Oxidative metabolism, as measured by the rate of PCr recovery after exercise was not different between the CFS patients and our controls in this study. This was reported in an earlier manuscript (25
). In addition, CFS patients showed the same degree of reduction of oxidative metabolism as control subjects with partial cuff occlusion to reduced blood flow. The lack of impairment of oxidative metabolism in CFS patients was consistent some previous studies(18
), but not others(23
). It is not clear why the different studies have different conclusions, especially our current study and our previous study, which evaluated CFS and controls subjects from the same source and using basically the same equipment and protocols. Most of the subjects in our study reported `severe' CFS symptoms, so we feel that altered muscle metabolism is not a requirement for CFS symptoms to be present. It is possible that our lack of change in blood flow responses was due to the lack of metabolic differences, and that CFS patients with clearly abnormal oxidative metabolism would have abnormal blood flow.

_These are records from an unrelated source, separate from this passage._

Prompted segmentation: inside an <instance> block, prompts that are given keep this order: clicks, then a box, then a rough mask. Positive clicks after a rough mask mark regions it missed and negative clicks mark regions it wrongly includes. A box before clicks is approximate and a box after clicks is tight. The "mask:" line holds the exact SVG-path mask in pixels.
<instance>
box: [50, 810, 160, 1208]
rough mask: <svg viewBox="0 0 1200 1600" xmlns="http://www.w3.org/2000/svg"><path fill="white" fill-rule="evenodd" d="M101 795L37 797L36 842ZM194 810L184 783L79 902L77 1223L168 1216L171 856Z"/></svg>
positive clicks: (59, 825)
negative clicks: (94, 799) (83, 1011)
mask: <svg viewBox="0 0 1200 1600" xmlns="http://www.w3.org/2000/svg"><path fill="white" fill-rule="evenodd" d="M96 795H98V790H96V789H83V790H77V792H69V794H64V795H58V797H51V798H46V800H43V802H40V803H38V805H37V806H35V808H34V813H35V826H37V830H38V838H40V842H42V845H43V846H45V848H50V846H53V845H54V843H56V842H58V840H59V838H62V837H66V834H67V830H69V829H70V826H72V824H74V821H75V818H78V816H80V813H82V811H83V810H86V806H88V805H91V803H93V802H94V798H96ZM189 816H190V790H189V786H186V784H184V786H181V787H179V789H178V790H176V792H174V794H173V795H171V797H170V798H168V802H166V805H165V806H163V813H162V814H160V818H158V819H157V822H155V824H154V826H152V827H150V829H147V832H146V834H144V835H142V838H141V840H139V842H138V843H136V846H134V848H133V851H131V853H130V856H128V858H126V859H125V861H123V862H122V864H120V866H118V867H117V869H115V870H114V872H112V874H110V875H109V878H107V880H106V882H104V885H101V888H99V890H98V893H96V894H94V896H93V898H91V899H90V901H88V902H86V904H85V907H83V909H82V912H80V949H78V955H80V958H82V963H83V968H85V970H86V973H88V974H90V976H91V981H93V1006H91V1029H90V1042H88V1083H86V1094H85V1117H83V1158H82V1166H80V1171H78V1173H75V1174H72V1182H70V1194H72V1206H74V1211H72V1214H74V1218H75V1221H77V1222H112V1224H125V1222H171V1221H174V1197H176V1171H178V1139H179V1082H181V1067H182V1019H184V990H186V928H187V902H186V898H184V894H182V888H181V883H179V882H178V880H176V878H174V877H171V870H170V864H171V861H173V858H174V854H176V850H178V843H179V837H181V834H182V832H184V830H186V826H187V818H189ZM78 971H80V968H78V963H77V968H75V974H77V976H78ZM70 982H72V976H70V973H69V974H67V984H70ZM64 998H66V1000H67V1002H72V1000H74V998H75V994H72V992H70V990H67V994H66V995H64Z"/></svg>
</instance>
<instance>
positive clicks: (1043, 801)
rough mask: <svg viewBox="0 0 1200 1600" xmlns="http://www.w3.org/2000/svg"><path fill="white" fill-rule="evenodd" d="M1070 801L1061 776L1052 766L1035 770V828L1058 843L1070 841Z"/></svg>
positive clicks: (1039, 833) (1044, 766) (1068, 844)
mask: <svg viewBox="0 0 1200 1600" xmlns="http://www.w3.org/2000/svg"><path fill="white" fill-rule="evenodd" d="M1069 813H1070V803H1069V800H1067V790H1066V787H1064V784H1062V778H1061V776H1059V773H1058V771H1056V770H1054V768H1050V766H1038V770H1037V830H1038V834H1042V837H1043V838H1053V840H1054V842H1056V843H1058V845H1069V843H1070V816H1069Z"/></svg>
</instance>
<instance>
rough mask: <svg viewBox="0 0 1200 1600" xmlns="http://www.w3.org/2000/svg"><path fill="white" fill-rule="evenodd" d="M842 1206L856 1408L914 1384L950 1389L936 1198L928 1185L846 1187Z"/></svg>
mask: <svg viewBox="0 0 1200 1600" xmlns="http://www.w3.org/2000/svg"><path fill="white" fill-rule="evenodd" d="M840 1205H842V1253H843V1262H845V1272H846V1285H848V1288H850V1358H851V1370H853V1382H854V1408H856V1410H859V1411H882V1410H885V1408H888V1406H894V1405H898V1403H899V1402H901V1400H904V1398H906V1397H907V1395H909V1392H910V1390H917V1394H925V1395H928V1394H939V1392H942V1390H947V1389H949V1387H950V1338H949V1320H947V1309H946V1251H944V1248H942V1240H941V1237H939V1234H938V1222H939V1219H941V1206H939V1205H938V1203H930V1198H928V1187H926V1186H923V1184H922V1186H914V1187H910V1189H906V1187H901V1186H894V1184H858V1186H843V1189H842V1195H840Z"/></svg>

In summary, CFS patients had rates of oxidative metabolism that were not different from control subjects, even with partial restriction of blood flow. This suggests that the CFS symptoms that these patients reported were not caused by peripheral abnormalities in oxidative metabolism. However, we did find evidence that CFS patients had reduced oxygen delivery, based both on NIRS measurements of the rate of recovery after exercise, and reductions in the integrated flow response to partial arterial occlusion. These measurements do support the hypothesis that CFS patients have abnormal control of circulation, perhaps due to altered sympathetic and or parasympathetic tone. However, it is not clear how significant the changes in control of circulation are as they were not associated with changes in muscle oxidative metabolism, which is normally highly sensitive to oxygen delivery. Partial cuff occlusion resulted in graded reductions in oxidative metabolism, even with occlusion pressure below diastolic pressure. This suggests that partial occlusion of blood flow could be a useful method of evaluating oxygen delivery and muscle metabolism as long as the effects of venous filling are taken into account.